Getting Started

This guide covers installation and your first end-to-end evaluation run.

Prerequisites

  • Python 3.11+
  • pip
  • Model credentials in environment variables (for example AZURE_API_KEY and AZURE_API_BASE for Azure OpenAI)

Install with a quickstart example: LangGraph travel planner

The flagship example evaluates a multi-tool LangGraph travel planner. The target is reached through target.callable — the same integration boundary you would use for any agent or multi-agent system — and Phoenix/OpenInference auto-instrumentation captures the agent's OpenTelemetry spans so the judge can cite tool calls and routing decisions. This is the recommended integration shape for any non-trivial agent.

Bash:

python -m venv .venv
source .venv/bin/activate
python -m pip install --upgrade pip
python -m pip install -e ".[otel,langgraph]"
cp .env.example .env

Edit .env with credentials for your provider. Defaults match the example's azure/... model. Any LiteLLM provider (OpenAI, Anthropic, Bedrock, Vertex, Ollama, and others) works.

PowerShell:

python -m venv .venv
.\.venv\Scripts\Activate.ps1
python -m pip install --upgrade pip
python -m pip install -e ".[otel,langgraph]"
Copy-Item .env.example .env

Run your first evaluation

Optional: run Phoenix locally if you want to browse traces.

phoenix serve

Run the flagship quick start example:

assert-ai run --config examples/travel_planner_langgraph/eval_config.yaml

Check run status:

assert-ai results status travel-planner-langgraph-v1 demo-1

Artifacts are written under:

artifacts/results/travel-planner-langgraph-v1/demo-1/

Codespaces / VS Code Dev Containers

Open in GitHub Codespaces

The repo includes a minimal dev container for the LangGraph quickstart.
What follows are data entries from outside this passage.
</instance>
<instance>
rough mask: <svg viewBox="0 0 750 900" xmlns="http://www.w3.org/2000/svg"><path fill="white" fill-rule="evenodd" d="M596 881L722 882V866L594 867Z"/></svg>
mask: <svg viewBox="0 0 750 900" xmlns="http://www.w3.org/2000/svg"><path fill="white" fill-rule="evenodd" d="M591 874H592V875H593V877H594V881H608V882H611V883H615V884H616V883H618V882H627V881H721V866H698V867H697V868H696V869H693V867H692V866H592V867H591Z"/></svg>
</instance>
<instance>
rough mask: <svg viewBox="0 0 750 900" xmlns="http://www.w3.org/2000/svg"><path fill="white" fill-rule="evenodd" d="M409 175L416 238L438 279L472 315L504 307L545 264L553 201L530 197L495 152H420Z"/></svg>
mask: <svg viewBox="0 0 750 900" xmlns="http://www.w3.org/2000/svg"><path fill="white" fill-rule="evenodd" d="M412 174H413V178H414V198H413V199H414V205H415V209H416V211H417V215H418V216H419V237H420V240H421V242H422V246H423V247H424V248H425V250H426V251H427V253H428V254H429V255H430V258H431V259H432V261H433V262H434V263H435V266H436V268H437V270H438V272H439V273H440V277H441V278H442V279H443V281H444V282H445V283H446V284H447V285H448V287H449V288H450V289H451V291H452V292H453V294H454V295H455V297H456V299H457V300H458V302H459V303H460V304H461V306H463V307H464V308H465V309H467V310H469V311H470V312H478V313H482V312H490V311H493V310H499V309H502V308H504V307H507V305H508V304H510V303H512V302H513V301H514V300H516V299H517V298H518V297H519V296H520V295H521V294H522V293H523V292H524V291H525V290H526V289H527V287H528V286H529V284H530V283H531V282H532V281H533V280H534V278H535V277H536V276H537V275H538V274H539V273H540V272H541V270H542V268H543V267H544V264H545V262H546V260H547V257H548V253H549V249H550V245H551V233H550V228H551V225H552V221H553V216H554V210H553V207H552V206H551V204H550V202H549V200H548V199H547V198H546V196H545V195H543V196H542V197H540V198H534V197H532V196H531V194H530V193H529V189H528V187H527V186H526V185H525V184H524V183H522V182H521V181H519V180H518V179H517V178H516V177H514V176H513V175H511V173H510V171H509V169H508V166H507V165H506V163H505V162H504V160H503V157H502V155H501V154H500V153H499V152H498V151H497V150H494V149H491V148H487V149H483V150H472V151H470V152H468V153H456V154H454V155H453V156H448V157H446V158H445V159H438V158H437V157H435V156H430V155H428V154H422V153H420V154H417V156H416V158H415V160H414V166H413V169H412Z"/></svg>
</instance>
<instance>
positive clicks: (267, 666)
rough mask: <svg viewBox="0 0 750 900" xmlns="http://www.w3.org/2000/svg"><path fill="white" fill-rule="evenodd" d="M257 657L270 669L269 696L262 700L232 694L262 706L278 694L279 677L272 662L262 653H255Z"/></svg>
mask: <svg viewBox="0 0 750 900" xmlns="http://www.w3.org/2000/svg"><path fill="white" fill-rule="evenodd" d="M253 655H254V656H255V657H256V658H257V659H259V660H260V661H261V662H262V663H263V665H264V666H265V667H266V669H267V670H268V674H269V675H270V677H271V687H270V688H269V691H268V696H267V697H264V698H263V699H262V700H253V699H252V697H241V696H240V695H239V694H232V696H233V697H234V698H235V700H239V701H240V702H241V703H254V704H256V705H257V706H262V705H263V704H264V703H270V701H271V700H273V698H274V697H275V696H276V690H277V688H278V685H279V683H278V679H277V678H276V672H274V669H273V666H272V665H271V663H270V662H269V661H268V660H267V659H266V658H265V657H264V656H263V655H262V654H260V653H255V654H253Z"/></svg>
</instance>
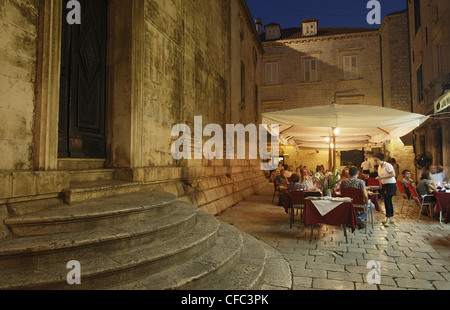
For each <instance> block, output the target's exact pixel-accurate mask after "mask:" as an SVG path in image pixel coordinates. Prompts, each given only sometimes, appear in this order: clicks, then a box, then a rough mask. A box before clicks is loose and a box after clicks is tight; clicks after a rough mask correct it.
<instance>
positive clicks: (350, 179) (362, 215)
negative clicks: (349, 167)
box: [340, 167, 375, 229]
mask: <svg viewBox="0 0 450 310" xmlns="http://www.w3.org/2000/svg"><path fill="white" fill-rule="evenodd" d="M358 175H359V173H358V168H356V167H351V168H350V170H349V178H348V179H346V180H343V181H342V182H341V185H340V188H341V189H343V188H356V189H359V190H361V191H362V194H363V200H364V203H365V204H366V206H369V211H368V213H370V212H373V210H375V205H374V204H373V202H372V201H371V200H370V199H369V195H367V188H366V183H365V182H364V181H363V180H361V179H359V178H358ZM356 218H357V219H358V227H359V228H360V229H364V228H365V227H366V225H365V223H364V222H365V220H366V213H365V212H356Z"/></svg>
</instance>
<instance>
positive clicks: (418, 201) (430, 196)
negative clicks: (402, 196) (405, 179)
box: [406, 183, 436, 221]
mask: <svg viewBox="0 0 450 310" xmlns="http://www.w3.org/2000/svg"><path fill="white" fill-rule="evenodd" d="M408 189H409V192H410V193H411V196H412V198H413V201H414V204H413V205H412V207H414V206H417V207H419V208H420V210H419V219H418V221H420V216H421V215H422V210H423V207H427V209H428V215H429V216H430V217H432V216H433V215H432V209H433V208H434V206H435V205H436V202H435V201H425V198H426V197H434V195H425V196H420V195H419V193H418V192H417V189H416V188H415V187H414V186H413V185H412V184H411V183H408ZM408 213H409V206H408V210H407V211H406V217H408Z"/></svg>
It installs .[otel,langgraph,dev], copies .env.example to .env if needed, and forwards Phoenix on port 6006. After container setup, add your provider credentials to .env and run the same assert-ai run command.

Windows PowerShell equivalent:

python -m venv .venv
.\.venv\Scripts\Activate.ps1
python -m pip install --upgrade pip
python -m pip install -e ".[otel,langgraph]"
Copy-Item .env.example .env

phoenix serve
assert-ai run --config examples/travel_planner_langgraph/eval_config.yaml
assert-ai results status travel-planner-langgraph-v1 demo-1

What just happened

  1. systematize expanded the behavior spec into behavior categories.
  2. test_set generated prompt and scenario test cases.
  3. inference executed the target for each case.
  4. judge produced verdicts, evidence, and aggregate metrics.

What the quickstart does:

StepDeveloper behaviorCurrent YAML / artifact
1Eval spec: plain-English behavior requirementsbehavior.name and behavior.description live inline in eval_config.yaml
2Behavior categories: generated failure-mode taxonomypipeline.systematize writes taxonomy.json
3Test cases: prompts and multi-turn scenariospipeline.test_set writes test_set.jsonl
4Execute: run the agent and capture tracespipeline.inference.target.callable + target.trace write inference_set.jsonl
5Judge: score against your rubricpipeline.judge.dimensions writes scores.jsonl and metrics.json

CLI helper assistant to create your own config

Don't want to write YAML by hand? assert-ai init starts a conversational LLM assistant that asks about your agent, eval goals, and constraints, then proposes a complete config YAML file to use for your evaluations.

assert-ai init needs an LLM to power the conversation. Pass --model with any LiteLLM model string and make sure the matching API key is set in your .env file (loaded by default) or environment:

assert-ai init --model azure/gpt-5.4
# or skip the first question:
assert-ai init --model azure/gpt-5.4 --describe "A customer-support chatbot with order-lookup and refund tools"
# or edit/extend an existing config:
assert-ai init --model azure/gpt-5.4 --from examples/travel_planner_langgraph/eval_config.yaml

See CLI Commands for the full option reference.